Tampilkan postingan dengan label Opini. Tampilkan semua postingan
Mantra dan Efeknya
Zaman dulu, para kyai ampuh dalam menyembuhkan berbagai penyakit hanya dengan washilah (perantara) segelas air putih yang dibacakan do’a kemudian disebulkan ke dalam air putih tersebut. Nuansa praktek pengobatan yang seperti “mbah Dukun” ini sudah lazim bagi mereka para kyai antik. Bedanya jika dukun dengan bantuan makhluk halus sedangkan kyai dengan pertolongan Allah SWT dengan do’a yang dipanjatkannya.
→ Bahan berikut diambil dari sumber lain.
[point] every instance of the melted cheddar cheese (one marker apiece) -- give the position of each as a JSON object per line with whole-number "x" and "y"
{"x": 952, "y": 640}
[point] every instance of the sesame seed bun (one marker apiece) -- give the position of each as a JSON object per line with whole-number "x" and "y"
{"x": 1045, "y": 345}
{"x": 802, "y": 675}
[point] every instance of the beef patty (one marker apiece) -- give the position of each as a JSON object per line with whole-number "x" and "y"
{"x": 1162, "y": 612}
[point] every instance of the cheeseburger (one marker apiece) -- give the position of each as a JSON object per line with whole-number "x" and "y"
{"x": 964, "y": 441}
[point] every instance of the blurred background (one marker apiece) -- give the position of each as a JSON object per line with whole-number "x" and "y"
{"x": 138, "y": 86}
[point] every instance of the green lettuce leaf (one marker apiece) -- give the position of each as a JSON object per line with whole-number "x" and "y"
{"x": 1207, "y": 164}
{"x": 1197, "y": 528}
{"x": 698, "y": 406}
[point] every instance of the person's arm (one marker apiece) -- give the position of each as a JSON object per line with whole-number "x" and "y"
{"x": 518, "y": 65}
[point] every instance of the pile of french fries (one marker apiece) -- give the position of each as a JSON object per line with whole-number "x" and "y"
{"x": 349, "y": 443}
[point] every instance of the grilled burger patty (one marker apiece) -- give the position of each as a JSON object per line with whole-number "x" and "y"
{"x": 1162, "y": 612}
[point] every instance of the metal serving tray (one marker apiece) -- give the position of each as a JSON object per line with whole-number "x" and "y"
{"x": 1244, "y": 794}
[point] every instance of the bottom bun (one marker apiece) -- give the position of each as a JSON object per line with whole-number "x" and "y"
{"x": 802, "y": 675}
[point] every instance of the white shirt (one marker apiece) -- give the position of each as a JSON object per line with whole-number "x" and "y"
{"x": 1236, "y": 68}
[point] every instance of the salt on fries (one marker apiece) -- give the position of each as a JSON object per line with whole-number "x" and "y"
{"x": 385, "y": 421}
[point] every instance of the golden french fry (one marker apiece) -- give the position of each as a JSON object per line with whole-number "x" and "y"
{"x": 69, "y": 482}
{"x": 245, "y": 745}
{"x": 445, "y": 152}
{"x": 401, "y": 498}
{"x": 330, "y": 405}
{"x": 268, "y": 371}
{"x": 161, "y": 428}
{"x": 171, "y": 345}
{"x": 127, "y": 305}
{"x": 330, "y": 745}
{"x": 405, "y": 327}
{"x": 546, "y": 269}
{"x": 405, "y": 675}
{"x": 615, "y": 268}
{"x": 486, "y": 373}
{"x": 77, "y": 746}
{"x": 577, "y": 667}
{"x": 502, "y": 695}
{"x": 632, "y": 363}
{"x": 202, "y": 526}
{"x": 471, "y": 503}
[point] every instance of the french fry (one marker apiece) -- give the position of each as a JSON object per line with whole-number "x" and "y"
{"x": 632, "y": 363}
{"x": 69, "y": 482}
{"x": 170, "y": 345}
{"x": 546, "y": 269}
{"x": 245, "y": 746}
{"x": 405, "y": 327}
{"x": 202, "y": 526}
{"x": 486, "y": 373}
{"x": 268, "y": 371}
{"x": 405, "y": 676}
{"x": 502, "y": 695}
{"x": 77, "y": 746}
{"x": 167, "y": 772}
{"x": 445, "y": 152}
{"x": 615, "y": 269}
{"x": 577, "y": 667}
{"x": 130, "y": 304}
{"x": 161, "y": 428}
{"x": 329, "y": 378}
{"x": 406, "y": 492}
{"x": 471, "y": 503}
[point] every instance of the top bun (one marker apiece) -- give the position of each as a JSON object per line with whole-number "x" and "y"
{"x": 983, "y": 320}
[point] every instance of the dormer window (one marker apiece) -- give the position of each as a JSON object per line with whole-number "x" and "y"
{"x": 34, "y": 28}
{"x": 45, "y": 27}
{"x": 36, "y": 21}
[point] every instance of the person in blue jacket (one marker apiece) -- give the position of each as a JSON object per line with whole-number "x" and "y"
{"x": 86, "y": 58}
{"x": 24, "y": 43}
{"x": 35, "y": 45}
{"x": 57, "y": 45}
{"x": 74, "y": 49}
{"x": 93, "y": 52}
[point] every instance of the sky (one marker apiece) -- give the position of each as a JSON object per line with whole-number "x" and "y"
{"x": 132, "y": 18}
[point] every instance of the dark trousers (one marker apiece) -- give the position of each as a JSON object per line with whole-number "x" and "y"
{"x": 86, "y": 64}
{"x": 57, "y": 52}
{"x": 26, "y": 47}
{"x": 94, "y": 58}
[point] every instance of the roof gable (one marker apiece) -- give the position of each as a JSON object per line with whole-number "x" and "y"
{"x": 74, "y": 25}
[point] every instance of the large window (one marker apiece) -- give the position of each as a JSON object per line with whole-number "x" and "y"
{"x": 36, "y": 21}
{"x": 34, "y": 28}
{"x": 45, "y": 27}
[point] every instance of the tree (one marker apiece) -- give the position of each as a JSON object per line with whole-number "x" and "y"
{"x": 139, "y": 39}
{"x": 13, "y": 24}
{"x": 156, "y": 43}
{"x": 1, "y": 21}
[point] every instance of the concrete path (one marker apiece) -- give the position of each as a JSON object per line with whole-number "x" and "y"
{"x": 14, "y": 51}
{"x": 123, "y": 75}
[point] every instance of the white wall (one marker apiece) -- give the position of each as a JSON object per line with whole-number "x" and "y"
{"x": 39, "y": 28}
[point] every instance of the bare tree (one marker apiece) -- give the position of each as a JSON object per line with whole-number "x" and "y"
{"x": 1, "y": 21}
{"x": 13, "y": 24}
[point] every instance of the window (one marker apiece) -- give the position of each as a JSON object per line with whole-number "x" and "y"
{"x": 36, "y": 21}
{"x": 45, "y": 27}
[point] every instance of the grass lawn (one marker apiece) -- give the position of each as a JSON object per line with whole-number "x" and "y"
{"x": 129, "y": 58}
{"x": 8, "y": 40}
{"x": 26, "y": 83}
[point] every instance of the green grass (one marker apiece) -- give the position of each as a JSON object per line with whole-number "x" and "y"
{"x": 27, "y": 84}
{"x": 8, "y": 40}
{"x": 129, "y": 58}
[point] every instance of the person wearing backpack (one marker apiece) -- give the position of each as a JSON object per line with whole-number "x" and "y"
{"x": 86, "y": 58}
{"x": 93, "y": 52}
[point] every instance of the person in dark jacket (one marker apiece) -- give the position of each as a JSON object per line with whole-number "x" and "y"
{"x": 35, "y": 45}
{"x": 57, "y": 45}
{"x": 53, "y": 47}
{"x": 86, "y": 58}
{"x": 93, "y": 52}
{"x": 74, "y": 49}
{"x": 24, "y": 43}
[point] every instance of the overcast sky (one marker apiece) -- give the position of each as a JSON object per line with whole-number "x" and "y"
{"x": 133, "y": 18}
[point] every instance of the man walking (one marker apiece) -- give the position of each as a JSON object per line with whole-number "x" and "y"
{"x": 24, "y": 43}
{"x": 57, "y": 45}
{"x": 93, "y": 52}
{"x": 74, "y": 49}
Do’a inilah yang mampu membuat unsur-unsur yang ada
dalam air putih menjadi berubah semakin baik dan bermanfaat untuk tubuh. Dalam
penelitan yang dilakukan di Jepang misalnya, Masaru Emoto (1943-2014) menyatakan
bahwa partikel molekul air bisa berubah karena situasi sekitarnya. Air yang
didengarkan musik-musik kurang baik menjadikan air itu rusak dan kurang baik
untuk diminum. Hal ini berbeda dengan air yang didengarkan musik-musik yang
baik menjadikan air yang kurang baik bahkan menjadi aman dan baik untuk
diminum. Itulah fakta ilmiah kehebatan “mantra” baik berupa do’a maupun jenis
suara lainnya yang menjalar ke dalam air.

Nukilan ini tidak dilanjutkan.